Tapi yang dapat disimpulkan dari percakapan sepihaknya dengannya ini, bahwa dia tengah menempuh semester akhir di bidang psikologi dan akan menjalani ujian beberapa bulan lagi.

Tapi yang kubingungkan, bukannya Norway adalah negara kaya dengan pemerintahnya yang membiayai kebutuhan pendidikan bagi penduduknya hingga menamatkan gelar magisternya masing masing.

Lantas apa yang membuatnya melarikan diri kemari dan berkuliah disini.

Apalagi dia berkata kalau dia juga bekerja untuk membiayai kuliahnya dan kebutuhan nya sehari hari.

Betapa kasihannya mateku harus membanting tulang diusia semuda ini.

Dan aku sangat amat mengagumi keindahan wajahnya walau dalam keadaan tertidur sekalipun.

Bahkan saat tidur wajahnya jauh lebih polos dan makin imut!! Ya ampun!? Aku gemas sekali pada gadisku ini. Ingin rasanya aku masukkan kedalam karung dan kukurung didalam kamar selama lamanya.

Oke. Itu terlalu sadis. Kembali ke topik.

Dia juga bilang sangat menyukai anak anak. Oh. Membayangkan dia yang tengah bermain dengan anak anak membuatku mengkhayalkan kalau itu memang anakku sendiri.

Pasti dia akan sangat luar biasa diantara gerombolan anak anak kami nantinya.
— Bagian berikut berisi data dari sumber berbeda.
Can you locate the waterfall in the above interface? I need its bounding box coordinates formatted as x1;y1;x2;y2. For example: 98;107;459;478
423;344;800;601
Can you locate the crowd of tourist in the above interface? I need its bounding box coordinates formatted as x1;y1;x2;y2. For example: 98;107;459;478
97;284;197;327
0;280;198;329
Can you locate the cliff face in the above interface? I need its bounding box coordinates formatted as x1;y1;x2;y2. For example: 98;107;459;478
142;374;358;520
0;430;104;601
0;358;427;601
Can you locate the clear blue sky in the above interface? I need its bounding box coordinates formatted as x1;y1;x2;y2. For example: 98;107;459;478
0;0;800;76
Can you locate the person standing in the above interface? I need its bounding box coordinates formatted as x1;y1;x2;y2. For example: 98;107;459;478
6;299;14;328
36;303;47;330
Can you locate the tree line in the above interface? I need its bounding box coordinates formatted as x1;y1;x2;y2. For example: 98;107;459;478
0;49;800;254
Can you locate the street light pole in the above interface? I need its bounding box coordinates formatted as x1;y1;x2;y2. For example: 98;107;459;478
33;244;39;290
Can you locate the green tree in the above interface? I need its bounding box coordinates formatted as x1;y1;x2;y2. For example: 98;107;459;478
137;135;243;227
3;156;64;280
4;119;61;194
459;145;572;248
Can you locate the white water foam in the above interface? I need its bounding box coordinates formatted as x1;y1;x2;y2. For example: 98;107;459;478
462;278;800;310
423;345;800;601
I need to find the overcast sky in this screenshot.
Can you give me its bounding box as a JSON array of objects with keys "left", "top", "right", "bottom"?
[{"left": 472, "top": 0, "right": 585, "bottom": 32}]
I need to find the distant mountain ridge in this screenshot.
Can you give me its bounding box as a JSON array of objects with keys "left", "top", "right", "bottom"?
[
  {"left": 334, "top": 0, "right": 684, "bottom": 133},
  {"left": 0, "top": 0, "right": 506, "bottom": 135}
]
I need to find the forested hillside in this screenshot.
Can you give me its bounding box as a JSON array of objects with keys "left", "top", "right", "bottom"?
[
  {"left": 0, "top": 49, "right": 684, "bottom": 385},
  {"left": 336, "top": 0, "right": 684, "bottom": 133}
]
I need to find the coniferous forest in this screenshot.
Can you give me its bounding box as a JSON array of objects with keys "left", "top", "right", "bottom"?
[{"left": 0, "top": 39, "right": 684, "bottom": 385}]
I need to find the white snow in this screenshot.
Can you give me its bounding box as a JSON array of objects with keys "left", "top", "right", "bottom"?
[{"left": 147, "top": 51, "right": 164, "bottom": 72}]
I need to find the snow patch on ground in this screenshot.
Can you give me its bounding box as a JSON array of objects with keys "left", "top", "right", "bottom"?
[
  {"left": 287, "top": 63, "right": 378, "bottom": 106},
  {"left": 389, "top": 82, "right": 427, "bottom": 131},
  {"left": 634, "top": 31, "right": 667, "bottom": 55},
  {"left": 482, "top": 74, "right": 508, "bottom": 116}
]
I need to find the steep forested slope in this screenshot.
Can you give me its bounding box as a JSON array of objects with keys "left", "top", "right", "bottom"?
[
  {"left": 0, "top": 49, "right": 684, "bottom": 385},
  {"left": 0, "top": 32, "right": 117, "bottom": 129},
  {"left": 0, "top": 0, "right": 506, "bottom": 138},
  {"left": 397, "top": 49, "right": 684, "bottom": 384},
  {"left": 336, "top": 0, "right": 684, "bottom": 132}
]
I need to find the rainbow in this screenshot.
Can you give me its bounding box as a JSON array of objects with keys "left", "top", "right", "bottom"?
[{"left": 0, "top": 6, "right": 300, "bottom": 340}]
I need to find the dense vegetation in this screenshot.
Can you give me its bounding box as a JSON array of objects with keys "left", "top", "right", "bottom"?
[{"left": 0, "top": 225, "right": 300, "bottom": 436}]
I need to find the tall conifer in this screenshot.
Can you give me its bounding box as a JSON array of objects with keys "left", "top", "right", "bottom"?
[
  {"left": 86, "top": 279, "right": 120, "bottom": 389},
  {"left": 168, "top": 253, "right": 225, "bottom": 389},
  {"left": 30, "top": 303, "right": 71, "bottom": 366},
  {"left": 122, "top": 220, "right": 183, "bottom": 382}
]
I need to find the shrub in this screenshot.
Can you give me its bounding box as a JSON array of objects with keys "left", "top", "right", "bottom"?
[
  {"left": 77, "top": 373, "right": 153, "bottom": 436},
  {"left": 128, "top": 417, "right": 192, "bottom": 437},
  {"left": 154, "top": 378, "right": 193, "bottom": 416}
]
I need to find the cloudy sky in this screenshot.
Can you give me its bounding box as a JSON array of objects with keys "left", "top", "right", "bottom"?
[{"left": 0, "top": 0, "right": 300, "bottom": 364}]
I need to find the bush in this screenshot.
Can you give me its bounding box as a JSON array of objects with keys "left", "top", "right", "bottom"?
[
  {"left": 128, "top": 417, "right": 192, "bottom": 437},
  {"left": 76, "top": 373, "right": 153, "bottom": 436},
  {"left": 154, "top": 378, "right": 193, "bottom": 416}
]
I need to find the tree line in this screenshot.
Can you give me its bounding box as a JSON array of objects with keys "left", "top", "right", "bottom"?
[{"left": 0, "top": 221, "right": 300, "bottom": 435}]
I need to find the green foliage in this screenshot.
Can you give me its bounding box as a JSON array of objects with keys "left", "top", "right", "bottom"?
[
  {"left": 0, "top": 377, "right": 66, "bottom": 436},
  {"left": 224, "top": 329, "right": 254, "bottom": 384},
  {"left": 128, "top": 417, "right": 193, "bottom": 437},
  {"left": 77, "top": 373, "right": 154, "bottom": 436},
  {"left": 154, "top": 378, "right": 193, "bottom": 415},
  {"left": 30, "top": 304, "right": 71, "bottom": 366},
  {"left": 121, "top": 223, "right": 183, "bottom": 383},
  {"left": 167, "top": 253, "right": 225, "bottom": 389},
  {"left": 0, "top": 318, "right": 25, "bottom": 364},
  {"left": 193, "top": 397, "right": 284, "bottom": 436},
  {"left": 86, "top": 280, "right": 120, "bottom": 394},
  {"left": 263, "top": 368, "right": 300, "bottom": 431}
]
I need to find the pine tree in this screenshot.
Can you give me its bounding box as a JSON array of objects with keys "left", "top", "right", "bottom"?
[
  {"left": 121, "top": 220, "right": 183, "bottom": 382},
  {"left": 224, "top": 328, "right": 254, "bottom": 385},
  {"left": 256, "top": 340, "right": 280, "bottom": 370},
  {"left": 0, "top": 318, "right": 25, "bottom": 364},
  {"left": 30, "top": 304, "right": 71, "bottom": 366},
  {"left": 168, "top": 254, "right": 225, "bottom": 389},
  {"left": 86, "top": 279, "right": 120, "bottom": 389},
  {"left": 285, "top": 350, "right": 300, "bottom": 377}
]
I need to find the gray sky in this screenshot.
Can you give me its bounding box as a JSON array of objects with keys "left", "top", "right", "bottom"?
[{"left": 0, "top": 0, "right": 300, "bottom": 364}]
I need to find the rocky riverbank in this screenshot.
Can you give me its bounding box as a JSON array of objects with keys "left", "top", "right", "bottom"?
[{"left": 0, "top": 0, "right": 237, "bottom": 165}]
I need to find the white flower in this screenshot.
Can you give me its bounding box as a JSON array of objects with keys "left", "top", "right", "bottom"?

Tapi, ada satu hal yang aneh darinya. Aroma tubuhnya sedikit berbaur. Bukan dengan strawberry ataupun lainnya. Tapi lebih kepada bunga bungaan segar yang identik dengan kaum sialan itu. Terutama para bangsawan selatan nya.

Lupakan itu, mobilku meluncur dengan mulus diantara jalanan yang memang lengang.

Aku dengan senantiasa mengendarai mobilku sembari menatap wajah cantiknya.

Entah kata apa lagi yang harus kukatakan untuk mengungkapkan betapa indahnya dia?

***

"Selamat pagi Tuan," ujar salah satu maid dirumahku atau yang bisa dibilang sebagai villa pribadiku di kota ini.

Dan ya. Sekarang memang sudah pagi. Karena tadi aku menemukan mateku saat hari sudah menjelang pagi, maka kini aku sampai di villa pribadiku ini saat matahari hampir naik.

Aku tidak menjawab sapaannya dan lebih memilih menggendong Vero kedalam kamar pribadiku.

***

Vero menggeliat diantara tidurnya. Sembari menguap lebar, dia meregangkan badannya.

"Sudah bangun Putri Tidur?" ujar sebuah suara yang mengagetkan Vero.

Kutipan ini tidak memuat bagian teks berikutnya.